替换基于csv列的xml值



我正在尝试基于csv列替换xml文件中的类名。实际上xml文件是注释文件。

这是xml:的格式

<annotation>
<folder>./test_xmls</folder>
<filename>000048_Panorama.jpg</filename>
<path>./images000048_Panorama.jpg</path>
<source>
<database>Unknown</database>
</source>
<size>
<width>4000</width>
<height>2000</height>
<depth>3</depth>
</size>
<segmented>0</segmented>
<object>
<name>AAAA</name>
<pose>Unspecified</pose>
<truncated>0</truncated>
<difficult>0</difficult>
<bndbox>

我的csv包含original列,并更改为`column。

格式为:

|original | change to|
-------------------------- 
| AAAA  | class_A |
..................

Csv有20000多行,其中包括80000个xml文件中的所有<name>AAAA</name>

我想将xml的名称(如AAAA(与csv列相匹配。如果它存在于original列中,那么我想用change to中的相应值来替换,如AAAAclass_A

我试着写python代码,但它不起作用。

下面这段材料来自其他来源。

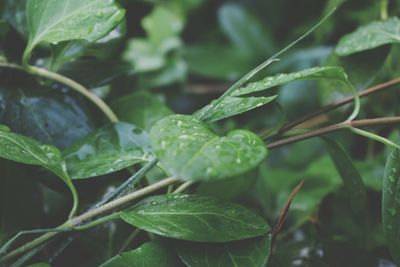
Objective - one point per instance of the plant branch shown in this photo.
(347, 100)
(91, 214)
(68, 82)
(335, 127)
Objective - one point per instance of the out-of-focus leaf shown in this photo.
(246, 253)
(189, 150)
(350, 176)
(48, 115)
(195, 218)
(18, 191)
(391, 204)
(141, 108)
(244, 30)
(217, 61)
(367, 37)
(109, 149)
(22, 149)
(149, 254)
(57, 21)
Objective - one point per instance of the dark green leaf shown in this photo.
(350, 176)
(57, 21)
(195, 218)
(391, 204)
(189, 150)
(367, 37)
(43, 113)
(149, 254)
(141, 108)
(22, 149)
(109, 149)
(246, 253)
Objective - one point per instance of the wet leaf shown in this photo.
(149, 254)
(22, 149)
(56, 21)
(189, 150)
(367, 37)
(391, 204)
(195, 218)
(246, 253)
(109, 149)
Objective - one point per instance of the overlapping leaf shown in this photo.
(189, 150)
(195, 218)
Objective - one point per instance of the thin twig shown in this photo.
(347, 100)
(68, 82)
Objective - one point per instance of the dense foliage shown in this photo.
(140, 133)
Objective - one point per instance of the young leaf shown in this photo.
(318, 73)
(22, 149)
(373, 35)
(141, 108)
(149, 254)
(109, 149)
(189, 150)
(195, 218)
(56, 21)
(351, 177)
(391, 204)
(252, 252)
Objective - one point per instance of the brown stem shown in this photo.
(347, 100)
(335, 127)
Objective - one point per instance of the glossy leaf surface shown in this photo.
(245, 253)
(149, 254)
(195, 218)
(55, 21)
(109, 149)
(367, 37)
(391, 204)
(189, 150)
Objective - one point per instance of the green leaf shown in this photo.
(49, 116)
(109, 149)
(189, 150)
(350, 176)
(244, 30)
(22, 149)
(318, 73)
(57, 21)
(232, 106)
(252, 252)
(141, 108)
(391, 204)
(149, 254)
(195, 218)
(367, 37)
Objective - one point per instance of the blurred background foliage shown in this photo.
(176, 56)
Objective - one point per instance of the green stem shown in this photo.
(68, 82)
(77, 221)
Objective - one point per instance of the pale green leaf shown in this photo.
(54, 21)
(150, 254)
(391, 204)
(252, 252)
(195, 218)
(109, 149)
(189, 150)
(367, 37)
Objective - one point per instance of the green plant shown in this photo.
(206, 189)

我的代码在这里

import xml.etree.ElementTree as ET
import os
import pandas as pd
from collections import defaultdict
import csv
from csv import reader

with open('table.csv', mode='r') as inp:
reader = csv.reader(inp)
dict_from_csv = {rows[0]:rows[2] for rows in reader}
#print(dict_from_csv)
root_path = "./xmls"
xml_list = sorted(os.listdir(root_path))
for xml_file in xml_list:
xml_path = os.path.join(root_path,xml_file)
# parse xml file
tree = ET.parse(xml_path)
# get root node
root = tree.getroot()
for member in root.findall('object'):
sub_child = member[0].text
print(sub_child)
for key, value in dict_from_csv.items():
if sub_child in key:
sub_child = sub_child.replace(sub_child, value)
#print(xml)
xml_file.write(sub_child)  
print("Classes are changed : " + xml_path)

如有任何帮助,我们将不胜感激。

谢谢

以下代码应该可以执行您想要的操作:

import lxml.html   # check https://pypi.org/project/lxml/
from csv import reader
from os.path import exists
import glob

def update_xml(path: str) -> None:
with open('./convertions.csv', 'r') as convertions, open(path, 'r') as annotation:  # noqa: E501
tree = lxml.html.fromstring(annotation.read())
csv_reader = reader(convertions)
for idx, row in enumerate(csv_reader, start=1):
if idx == 1:
continue
original, change_to = row
tags = tree.xpath(f".//name[text()='{original}']")
for tag in tags:
tag.text = change_to
print(f'Changed class {original} to {change_to} in {path}')
with open(path, 'wb') as annotation:
new_content = lxml.html.tostring(tree)
if new_content.strip():
annotation.write(new_content)
print(f'Processing on {path} done')

if __name__ == '__main__':
for xml_file in glob.glob('*.xml'):
if exists(xml_file):
update_xml(path=xml_file)

annotation.xml:

<annotation>
<folder>./test_xmls</folder>
<filename>000048_Panorama.jpg</filename>
<path>./images000048_Panorama.jpg</path>
<source>
<database>Unknown</database>
</source>
<size>
<width>4000</width>
<height>2000</height>
<depth>3</depth>
</size>
<segmented>0</segmented>
<object>
<name>AAAA</name>
<name>BBBB</name>
<name>CCCC</name>
<pose>Unspecified</pose>
<truncated>0</truncated>
<difficult>0</difficult>
<bndbox></bndbox></object></annotation>

conversions.csv:

original,change to
AAAA,class_A
BBBB,class_B
CCCC,class_C
import lxml.html  # check https://pypi.org/project/lxml/
from csv import reader
import xml.etree.ElementTree as ET
if __name__ == '__main__':
with open('./table.csv', 'r') as convertions:
csv_reader = reader(convertions)
root_path = "./xmls"
xml_list = sorted(os.listdir(root_path))
for xml_file in xml_list:
xml_path = os.path.join(root_path,xml_file)
#tree = lxml.html.fromstring(xml_path.read())
# parse xml file
tree = ET.parse(xml_path)
for idx, row in enumerate(csv_reader, start=1):
if idx == 1:
continue
original_col, change_to = row
tags = tree.xpath(f".//name[text()='{original_col}']")
for tag in tags:
tag.text = change_to
print(f'Changed class {original_col} to {change_to}')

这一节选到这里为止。